Where do you see yourself 5 years from now?

TB: I see myself 100 times better of a producer that I already am now. I see myself working with a team of singers/songwriters/producers and making GOOD music for the people because without the fans, there wouldn’t be any music.

What type of impact would you like to leave with your music?

TB: The big question of the century: Radio music or music in general needs to be healed and cleansed from so much artificial music that has been circulating for the past several years. Yes, I understand music has to evolve but there is a lot of nonsense music out there. My goal ultimately is to change the music industry as a whole and bring in good music to the public and as well influence other artists/producers to do the same.
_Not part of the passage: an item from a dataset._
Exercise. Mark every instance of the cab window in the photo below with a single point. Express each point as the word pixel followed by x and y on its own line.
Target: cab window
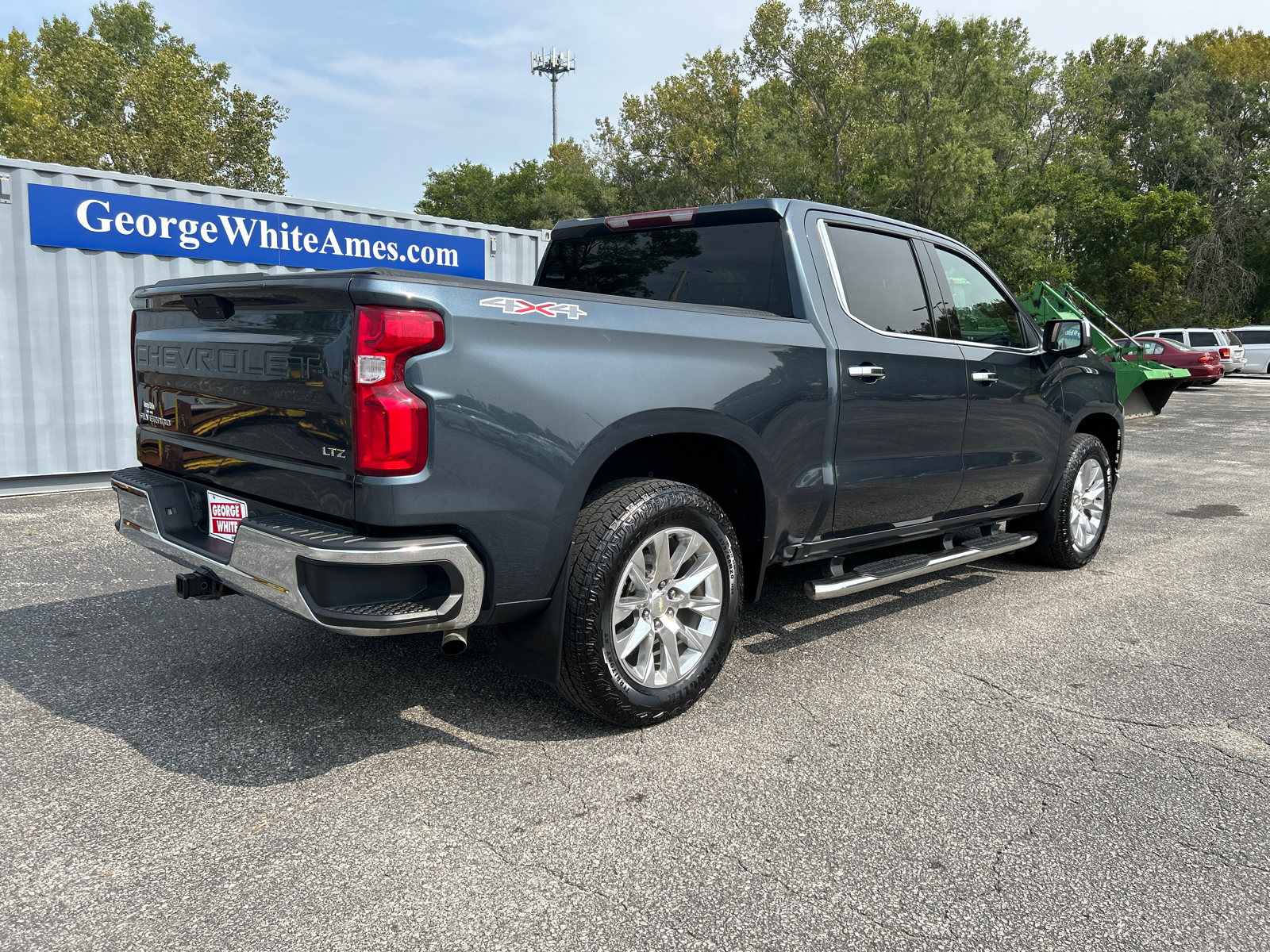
pixel 982 311
pixel 880 281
Any advice for those looking to pursue their goals and dreams?

TB: Follow your dream, even if it seems impossible or far-fetched. Don’t care about what your parents say, your friends, co-workers, or classmates. Just do what you KNOW is right for YOU. Do music only if you are passionate about music, not if your main goal is to make money to be “pimpin” or “ballin”. And to aspiring producers, brothers and sisters: Study your craft. Don’t just MAKE beats. Study your favorite music or the music you produce. Study the professionals in your field and learn as much as you can. Trust me, there is an unlimited supply of information to learn as a producer/musician.